The U.S. Court of Appeals for the Federal Circuit said it was bound by the “sweeping language” of the Supreme Court's 2012 Mayo Collaborative Servs. v. Prometheus Labs. Inc. decision as it ruled against patenting the discovery here: detecting paternity-identifying DNA in a serum or plasma sample from a pregnant female. Sequenom asked the high court to clarify the test to allow a patent when the first discoverer of a natural phenomenon applies known techniques to produce a new medical diagnostic procedure.

The rejection comes despite statements by the appeals court, in panel opinions and en banc rehearing dissents, that Mayo went too far. The high court also was not swayed by the 22 amicus briefs urging a broader view of patentable subject matter under 35 U.S.C. §101.

Source Material:

Case below: 788 F.3d 1371 (Fed. Cir. 2015)

Documents (No. 15-1182): Petition 3/21/16 Ariosa response 5/20/16 Natera response 5/20/16 Reply 6/6/16

Sequenom's U.S. Patent No. 6,258,540 underlies its MaterniT21 test. The case arose when Ariosa Diagnostics Inc. of San Jose, Calif., and Natera Inc. of San Carlos, Calif., filed separate complaints seeking a declaration that their Harmony Test and Non-Invasive Paternity Test, respectively, do not infringe any claims of Sequenom's patent.

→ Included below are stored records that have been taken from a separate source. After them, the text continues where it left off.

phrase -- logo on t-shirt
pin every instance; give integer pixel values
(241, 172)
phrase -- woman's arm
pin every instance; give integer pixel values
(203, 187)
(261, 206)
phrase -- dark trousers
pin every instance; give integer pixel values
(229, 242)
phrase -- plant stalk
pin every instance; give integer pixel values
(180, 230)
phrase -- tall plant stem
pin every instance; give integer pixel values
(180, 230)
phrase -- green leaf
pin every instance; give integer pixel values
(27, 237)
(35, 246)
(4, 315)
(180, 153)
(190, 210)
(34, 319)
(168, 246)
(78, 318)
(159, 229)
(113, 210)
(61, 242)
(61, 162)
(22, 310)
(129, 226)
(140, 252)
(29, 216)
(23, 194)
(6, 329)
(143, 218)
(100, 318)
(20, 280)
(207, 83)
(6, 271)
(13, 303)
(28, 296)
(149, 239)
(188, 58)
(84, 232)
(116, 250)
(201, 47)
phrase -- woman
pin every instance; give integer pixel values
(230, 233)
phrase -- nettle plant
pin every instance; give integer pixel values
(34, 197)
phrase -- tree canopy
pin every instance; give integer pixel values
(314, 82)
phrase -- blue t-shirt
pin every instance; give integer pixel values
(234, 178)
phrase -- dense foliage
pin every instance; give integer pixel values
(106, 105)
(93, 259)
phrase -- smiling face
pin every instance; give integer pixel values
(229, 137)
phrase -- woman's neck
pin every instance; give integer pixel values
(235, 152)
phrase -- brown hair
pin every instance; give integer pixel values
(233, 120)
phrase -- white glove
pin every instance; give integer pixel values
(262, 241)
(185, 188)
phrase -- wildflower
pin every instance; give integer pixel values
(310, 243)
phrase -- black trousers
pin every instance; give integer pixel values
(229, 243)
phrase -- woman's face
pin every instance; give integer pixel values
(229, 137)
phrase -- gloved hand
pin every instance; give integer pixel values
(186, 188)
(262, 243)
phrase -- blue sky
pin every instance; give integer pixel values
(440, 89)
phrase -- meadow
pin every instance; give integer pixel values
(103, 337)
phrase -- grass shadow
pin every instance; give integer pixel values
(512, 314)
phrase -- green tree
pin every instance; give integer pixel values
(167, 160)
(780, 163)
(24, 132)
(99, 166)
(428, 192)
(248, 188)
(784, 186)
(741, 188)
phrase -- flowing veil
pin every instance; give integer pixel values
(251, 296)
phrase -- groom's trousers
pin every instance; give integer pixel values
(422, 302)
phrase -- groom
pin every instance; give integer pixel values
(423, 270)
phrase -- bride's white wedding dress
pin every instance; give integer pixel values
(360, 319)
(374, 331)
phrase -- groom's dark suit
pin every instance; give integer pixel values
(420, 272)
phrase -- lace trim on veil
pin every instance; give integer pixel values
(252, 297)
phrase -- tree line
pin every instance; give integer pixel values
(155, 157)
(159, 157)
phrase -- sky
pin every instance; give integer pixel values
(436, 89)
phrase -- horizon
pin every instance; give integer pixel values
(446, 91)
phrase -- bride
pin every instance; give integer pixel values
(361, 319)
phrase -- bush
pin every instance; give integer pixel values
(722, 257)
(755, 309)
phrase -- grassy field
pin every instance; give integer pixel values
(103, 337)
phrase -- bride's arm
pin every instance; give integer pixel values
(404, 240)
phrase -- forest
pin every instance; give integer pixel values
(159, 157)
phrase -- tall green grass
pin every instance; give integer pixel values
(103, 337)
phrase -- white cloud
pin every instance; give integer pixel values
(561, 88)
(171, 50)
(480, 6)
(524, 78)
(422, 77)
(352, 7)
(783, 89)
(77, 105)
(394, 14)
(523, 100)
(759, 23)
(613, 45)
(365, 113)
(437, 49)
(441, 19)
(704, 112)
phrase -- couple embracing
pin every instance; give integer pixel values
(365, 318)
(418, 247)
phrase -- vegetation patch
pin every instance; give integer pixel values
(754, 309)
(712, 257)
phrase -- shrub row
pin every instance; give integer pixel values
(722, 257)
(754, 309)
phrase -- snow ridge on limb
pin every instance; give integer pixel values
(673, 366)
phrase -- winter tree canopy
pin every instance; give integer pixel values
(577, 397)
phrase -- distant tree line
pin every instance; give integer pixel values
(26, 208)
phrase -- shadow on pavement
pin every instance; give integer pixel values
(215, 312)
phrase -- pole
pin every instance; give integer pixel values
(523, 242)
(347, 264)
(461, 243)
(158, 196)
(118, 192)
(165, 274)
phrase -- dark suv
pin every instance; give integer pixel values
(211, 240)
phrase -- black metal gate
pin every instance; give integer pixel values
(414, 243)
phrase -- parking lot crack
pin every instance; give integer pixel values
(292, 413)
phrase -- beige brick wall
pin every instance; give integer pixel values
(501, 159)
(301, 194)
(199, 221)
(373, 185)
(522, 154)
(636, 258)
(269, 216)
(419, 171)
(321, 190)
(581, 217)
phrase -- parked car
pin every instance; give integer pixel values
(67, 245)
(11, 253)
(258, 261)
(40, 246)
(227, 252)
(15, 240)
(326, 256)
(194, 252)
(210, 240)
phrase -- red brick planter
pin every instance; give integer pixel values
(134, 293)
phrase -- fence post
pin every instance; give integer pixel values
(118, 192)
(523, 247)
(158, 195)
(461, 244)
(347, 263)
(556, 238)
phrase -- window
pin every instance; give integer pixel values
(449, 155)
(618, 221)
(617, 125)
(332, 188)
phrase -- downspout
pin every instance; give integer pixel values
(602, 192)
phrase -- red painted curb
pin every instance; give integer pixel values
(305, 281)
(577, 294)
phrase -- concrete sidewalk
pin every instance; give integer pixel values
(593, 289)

The Federal Circuit ruled that Sequenom's discovery was directed to the natural phenomenon of paternally inherited cell-free fetal DNA (cffDNA)—failing step one of the Mayo test—and that its method of detection was merely routine and conventional activity—failing step two. Ariosa Diagnostics Inc. v. Sequenom Inc., 788 F.3d 1371, 115 U.S.P.Q.2d 1152 (Fed. Cir. 2015)(114 PTD, 6/15/15).

Though the full court denied Sequenom's request for en banc rehearing, Judge Pauline Newman said that Mayo could be distinguished, Judge Timothy B. Dyk said he would draw a different line than the Supreme Court and Judge Alan D. Lourie, joined by Judge Kimberly A. Moore, flatly disagreed with the high court. Ariosa Diagnostics Inc. v. Sequenom Inc., 809 F.3d 1282, 117 U.S.P.Q.2d 1153 (Fed. Cir. 2015).

Goldstein & Russell P.C., Bethesda, Md., represented Sequenom. Irell & Manella LLP, Los Angeles, represented Ariosa, and Gibson Dunn & Crutcher LLP, Washington, represented Natera and its licensee, Diagnostics Center Inc.